You are viewing a plain text version of this content. The canonical link for it is here.
Posted to common-user@hadoop.apache.org by Keith Wiley <kw...@keithwiley.com> on 2010/04/10 01:14:46 UTC
-files flag question
I'm a little confused how the -files flag works. My understanding is that it takes two arguments: a file URI (could be local or on HDFS, assumed local if no URI scheme is provided) and a short "tag" representing the file on the distributed cache, usually just the name of the file without the long path that precedes it in the URI.
But, -files can also pass multiple files to the distributed cache, so, how does this all go together. Are odd arguments all URIs and even arguments all cache-tags? Is it that simple?

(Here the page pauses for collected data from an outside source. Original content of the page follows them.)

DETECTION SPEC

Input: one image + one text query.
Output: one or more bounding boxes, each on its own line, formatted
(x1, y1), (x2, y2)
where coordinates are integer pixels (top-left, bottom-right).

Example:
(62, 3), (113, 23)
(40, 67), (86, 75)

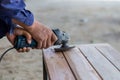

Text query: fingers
(36, 33), (57, 49)
(22, 30), (32, 44)
(18, 47), (31, 53)
(47, 36), (51, 48)
(14, 28), (32, 52)
(51, 33), (58, 45)
(14, 27), (32, 44)
(42, 39), (47, 49)
(37, 41), (42, 49)
(8, 27), (32, 52)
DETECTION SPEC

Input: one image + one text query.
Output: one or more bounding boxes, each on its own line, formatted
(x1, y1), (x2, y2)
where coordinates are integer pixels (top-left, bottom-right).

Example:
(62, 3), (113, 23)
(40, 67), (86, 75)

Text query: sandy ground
(1, 0), (120, 80)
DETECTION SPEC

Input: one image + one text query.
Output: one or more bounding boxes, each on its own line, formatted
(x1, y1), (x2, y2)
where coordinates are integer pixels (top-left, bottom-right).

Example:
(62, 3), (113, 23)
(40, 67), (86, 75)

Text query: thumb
(22, 31), (32, 44)
(14, 28), (32, 44)
(51, 33), (58, 45)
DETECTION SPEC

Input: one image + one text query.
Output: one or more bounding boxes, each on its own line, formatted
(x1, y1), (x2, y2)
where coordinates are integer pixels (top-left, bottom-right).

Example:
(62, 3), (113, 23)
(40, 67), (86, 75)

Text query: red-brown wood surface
(43, 47), (75, 80)
(43, 44), (120, 80)
(79, 44), (120, 80)
(63, 48), (101, 80)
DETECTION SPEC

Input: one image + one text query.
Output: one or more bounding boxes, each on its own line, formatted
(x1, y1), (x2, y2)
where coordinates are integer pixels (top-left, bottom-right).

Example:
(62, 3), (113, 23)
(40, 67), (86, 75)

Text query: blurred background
(0, 0), (120, 80)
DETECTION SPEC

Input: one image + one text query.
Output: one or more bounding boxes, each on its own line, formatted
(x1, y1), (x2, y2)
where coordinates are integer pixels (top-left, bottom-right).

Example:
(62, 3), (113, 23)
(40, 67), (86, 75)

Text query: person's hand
(12, 19), (58, 49)
(25, 20), (58, 49)
(6, 27), (32, 52)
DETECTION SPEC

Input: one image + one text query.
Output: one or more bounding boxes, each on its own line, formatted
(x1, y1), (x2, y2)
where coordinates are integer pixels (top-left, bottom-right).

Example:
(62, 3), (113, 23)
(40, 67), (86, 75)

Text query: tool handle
(14, 36), (37, 50)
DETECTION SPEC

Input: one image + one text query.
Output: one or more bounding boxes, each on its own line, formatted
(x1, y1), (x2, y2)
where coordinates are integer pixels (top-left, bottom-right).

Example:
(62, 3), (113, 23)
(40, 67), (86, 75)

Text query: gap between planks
(63, 47), (102, 80)
(43, 48), (76, 80)
(78, 45), (120, 80)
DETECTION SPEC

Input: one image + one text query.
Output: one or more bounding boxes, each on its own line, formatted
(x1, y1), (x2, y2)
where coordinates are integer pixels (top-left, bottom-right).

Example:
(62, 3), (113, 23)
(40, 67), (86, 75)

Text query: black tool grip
(14, 36), (37, 50)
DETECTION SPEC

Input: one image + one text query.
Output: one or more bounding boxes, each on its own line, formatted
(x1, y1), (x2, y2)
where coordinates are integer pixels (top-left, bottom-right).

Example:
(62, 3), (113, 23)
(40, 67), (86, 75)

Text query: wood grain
(63, 47), (102, 80)
(79, 45), (120, 80)
(43, 44), (120, 80)
(95, 44), (120, 71)
(43, 47), (75, 80)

I'm not really sure how to fit it all together if I need to send several files to the distributed cache (several shared libraries for example).
Thanks.
________________________________________________________________________________
Keith Wiley kwiley@keithwiley.com www.keithwiley.com
"It's a fine line between meticulous and obsessive-compulsive and a slippery
rope between obsessive compulsive and debilitatingly slow."
-- Keith Wiley
________________________________________________________________________________
Re: -files flag question
Posted by Keith Wiley <kw...@keithwiley.com>.

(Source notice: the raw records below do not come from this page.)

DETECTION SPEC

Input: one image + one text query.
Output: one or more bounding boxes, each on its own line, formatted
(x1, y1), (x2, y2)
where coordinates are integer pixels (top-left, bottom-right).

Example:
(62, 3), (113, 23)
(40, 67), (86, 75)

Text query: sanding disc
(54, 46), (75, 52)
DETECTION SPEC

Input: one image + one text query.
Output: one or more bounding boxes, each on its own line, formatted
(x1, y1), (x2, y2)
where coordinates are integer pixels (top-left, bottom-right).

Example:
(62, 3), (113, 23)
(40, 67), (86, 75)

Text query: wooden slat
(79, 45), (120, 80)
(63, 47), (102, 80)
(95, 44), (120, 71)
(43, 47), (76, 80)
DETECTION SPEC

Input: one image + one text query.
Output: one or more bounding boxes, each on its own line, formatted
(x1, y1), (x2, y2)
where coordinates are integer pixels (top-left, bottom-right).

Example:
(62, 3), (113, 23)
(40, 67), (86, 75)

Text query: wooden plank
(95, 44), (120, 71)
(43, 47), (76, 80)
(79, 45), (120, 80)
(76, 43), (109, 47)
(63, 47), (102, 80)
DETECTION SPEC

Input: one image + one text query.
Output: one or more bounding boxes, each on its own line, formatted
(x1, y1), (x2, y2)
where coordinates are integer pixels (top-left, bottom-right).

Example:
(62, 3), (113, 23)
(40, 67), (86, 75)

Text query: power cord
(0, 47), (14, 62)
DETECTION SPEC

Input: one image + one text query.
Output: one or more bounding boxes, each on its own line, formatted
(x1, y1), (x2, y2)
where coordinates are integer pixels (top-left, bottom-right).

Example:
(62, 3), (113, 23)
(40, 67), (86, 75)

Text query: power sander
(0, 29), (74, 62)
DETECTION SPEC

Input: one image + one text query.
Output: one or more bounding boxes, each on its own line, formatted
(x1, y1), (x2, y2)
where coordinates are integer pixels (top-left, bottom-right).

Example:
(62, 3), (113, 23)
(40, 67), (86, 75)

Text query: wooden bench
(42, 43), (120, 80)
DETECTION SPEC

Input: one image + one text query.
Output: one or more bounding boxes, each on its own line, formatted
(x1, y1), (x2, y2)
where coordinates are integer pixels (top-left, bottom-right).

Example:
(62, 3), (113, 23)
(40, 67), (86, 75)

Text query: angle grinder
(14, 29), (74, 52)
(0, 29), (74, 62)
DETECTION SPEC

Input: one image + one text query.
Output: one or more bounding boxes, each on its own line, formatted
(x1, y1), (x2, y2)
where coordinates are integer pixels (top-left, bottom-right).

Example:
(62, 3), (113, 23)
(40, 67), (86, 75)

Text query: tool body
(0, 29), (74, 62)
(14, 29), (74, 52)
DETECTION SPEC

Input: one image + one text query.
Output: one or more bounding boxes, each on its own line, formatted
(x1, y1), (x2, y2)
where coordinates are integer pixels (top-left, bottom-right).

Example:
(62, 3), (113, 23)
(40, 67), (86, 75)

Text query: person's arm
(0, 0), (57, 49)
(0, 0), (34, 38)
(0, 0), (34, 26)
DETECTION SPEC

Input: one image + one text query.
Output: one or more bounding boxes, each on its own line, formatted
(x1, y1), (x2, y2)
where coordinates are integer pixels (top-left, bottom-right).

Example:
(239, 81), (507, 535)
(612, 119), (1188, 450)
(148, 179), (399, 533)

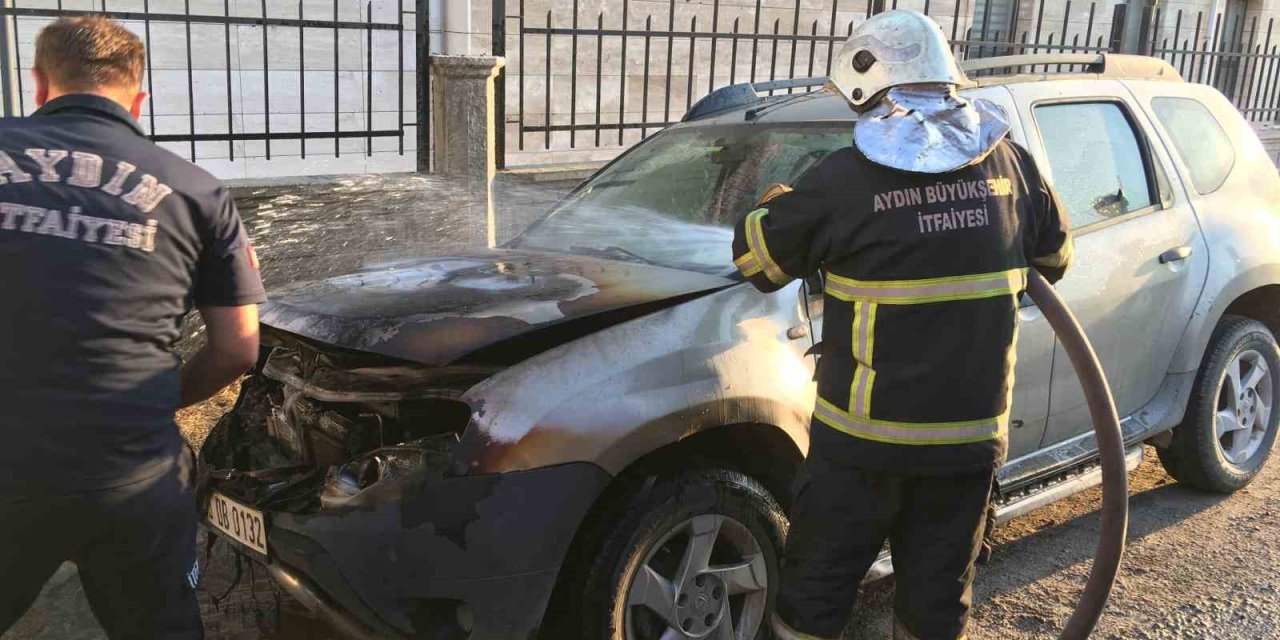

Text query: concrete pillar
(431, 54), (506, 246)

So how does the example work where the second argument is simply
separated by a space and indicates some sort of "label" by which to
find the file in the distributed cache:
... -files URI_TO_FILE name ...
where 'name' is canonically the file name in the uri but without a
scheme or path, just the filename. How does that use case conform to
your examples?
On 2010, Apr 11, at 11:12 PM, Amareshwari Sri Ramadasu wrote:
> Hi Keith Willey,
>
> -files option takes comma separated files (passed as URIs) to make
> them available on compute nodes for maps or reduces.
> For example,
> -files file:///myfiles/file1,file:///myfiles/file2,hdfs:/localhost:9000/files/dfsfile
> .
>
> You can also pass a symlink name in the uri's fragment.
> For example,
> -files file:///myfiles/file1#file1,file:///myfiles2/file1#file2
> But the second example does not work as expected in branch 0.20.
> ( see http://issues.apache.org/jira/browse/MAPREDUCE-787)

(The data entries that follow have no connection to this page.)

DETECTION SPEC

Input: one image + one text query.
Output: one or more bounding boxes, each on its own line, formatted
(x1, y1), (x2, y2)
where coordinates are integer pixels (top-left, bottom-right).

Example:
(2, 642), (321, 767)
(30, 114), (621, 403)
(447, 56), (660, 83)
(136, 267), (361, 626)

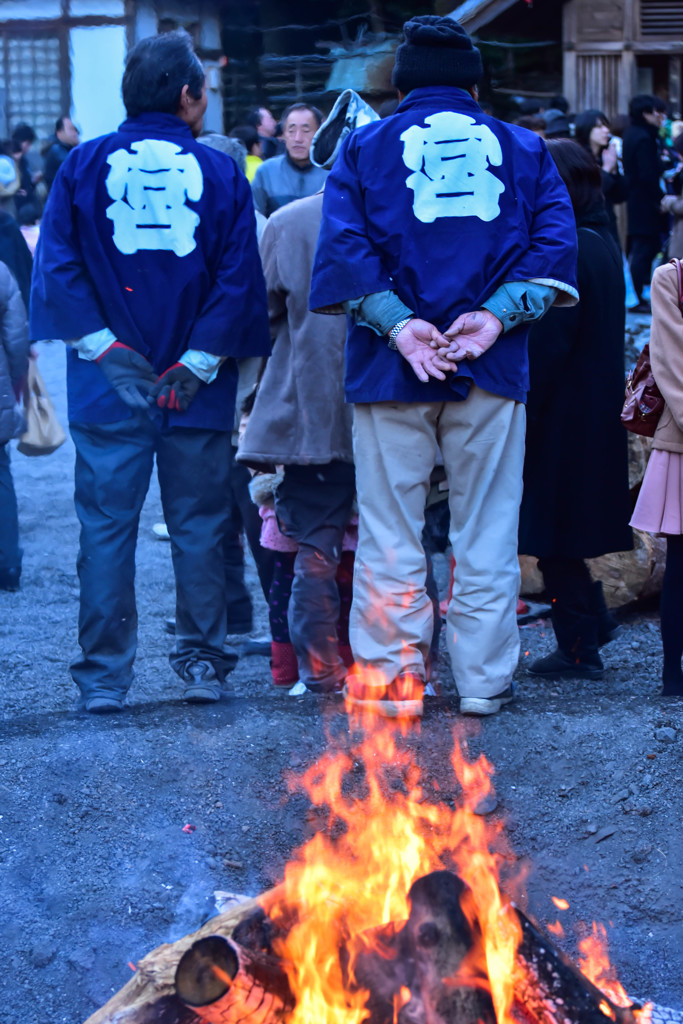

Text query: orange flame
(393, 985), (411, 1023)
(211, 963), (234, 987)
(261, 713), (522, 1024)
(552, 896), (569, 910)
(546, 920), (565, 938)
(578, 921), (632, 1008)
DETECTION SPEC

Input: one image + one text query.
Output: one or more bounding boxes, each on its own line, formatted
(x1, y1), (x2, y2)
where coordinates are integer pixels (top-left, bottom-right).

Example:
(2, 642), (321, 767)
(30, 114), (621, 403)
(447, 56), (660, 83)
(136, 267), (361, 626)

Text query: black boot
(0, 566), (20, 592)
(528, 609), (604, 679)
(661, 536), (683, 697)
(590, 580), (621, 647)
(527, 647), (604, 679)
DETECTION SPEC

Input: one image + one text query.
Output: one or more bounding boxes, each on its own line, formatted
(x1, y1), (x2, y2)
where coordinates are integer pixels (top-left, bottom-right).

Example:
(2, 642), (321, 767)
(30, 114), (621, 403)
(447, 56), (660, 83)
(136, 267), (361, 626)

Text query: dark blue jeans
(69, 415), (234, 702)
(275, 461), (355, 691)
(0, 443), (21, 587)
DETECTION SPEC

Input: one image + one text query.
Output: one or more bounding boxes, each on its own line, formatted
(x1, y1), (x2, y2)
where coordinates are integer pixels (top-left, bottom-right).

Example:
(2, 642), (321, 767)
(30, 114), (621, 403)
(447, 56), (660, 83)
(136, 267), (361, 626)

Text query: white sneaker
(459, 684), (516, 717)
(152, 522), (170, 540)
(288, 680), (307, 696)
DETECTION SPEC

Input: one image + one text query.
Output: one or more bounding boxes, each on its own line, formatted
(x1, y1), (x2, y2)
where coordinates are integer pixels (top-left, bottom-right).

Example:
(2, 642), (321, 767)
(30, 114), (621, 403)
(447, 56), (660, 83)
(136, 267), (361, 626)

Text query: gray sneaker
(84, 695), (125, 714)
(459, 684), (516, 717)
(183, 661), (221, 704)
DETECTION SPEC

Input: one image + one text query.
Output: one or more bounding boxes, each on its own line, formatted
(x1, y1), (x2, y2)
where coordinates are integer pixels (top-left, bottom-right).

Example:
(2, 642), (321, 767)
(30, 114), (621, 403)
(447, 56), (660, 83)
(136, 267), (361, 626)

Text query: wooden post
(562, 0), (578, 114)
(619, 50), (637, 117)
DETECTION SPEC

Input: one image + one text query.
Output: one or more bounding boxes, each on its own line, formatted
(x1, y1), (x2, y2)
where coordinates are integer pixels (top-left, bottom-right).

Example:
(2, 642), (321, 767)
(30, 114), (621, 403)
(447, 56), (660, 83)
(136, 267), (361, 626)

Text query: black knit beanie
(392, 15), (483, 94)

> I hope the above examples clarify your confusions.
>
> Thanks
> Amareshwari
>
>
> On 4/10/10 4:44 AM, "Keith Wiley" <kw...@keithwiley.com> wrote:
>
> I'm a little confused how the -files flag works. My understanding
> is that it takes two arguments: a file URI (could be local or on
> HDFS, assumed local if no URI scheme is provided) and a short "tag"
> representing the file on the distributed cache, usually just the
> name of the file without the long path that precedes it in the URI.
>
> But, -files can also pass multiple files to the distributed cache,
> so, how does this all go together. Are odd arguments all URIs and
> even arguments all cache-tags? Is it that simple? I'm not really
> sure how to fit it all together if I need to send several files to
> the distributed cache (several shared libraries for example).
>
>
>
>
________________________________________________________________________________
Keith Wiley kwiley@keithwiley.com keithwiley.com
music.keithwiley.com
"Yet mark his perfect self-contentment, and hence learn his lesson,
that to be
self-contented is to be vile and ignorant, and that to aspire is
better than to
be blindly and impotently happy."
-- Edwin A. Abbott,
Flatland
________________________________________________________________________________
Re: -files flag question
Posted by Amareshwari Sri Ramadasu <am...@yahoo-inc.com>.
Hi Keith Willey,
-files option takes comma separated files (passed as URIs) to make them available on compute nodes for maps or reduces.
For example,
-files file:///myfiles/file1,file:///myfiles/file2,hdfs:/localhost:9000/files/dfsfile.
You can also pass a symlink name in the uri's fragment.
For example,
-files file:///myfiles/file1#file1,file:///myfiles2/file1#file2
But the second example does not work as expected in branch 0.20. ( see http://issues.apache.org/jira/browse/MAPREDUCE-787)
I hope the above examples clarify your confusions.
Thanks
Amareshwari
On 4/10/10 4:44 AM, "Keith Wiley" <kw...@keithwiley.com> wrote:
I'm a little confused how the -files flag works. My understanding is that it takes two arguments: a file URI (could be local or on HDFS, assumed local if no URI scheme is provided) and a short "tag" representing the file on the distributed cache, usually just the name of the file without the long path that precedes it in the URI.
But, -files can also pass multiple files to the distributed cache, so, how does this all go together. Are odd arguments all URIs and even arguments all cache-tags? Is it that simple? I'm not really sure how to fit it all together if I need to send several files to the distributed cache (several shared libraries for example).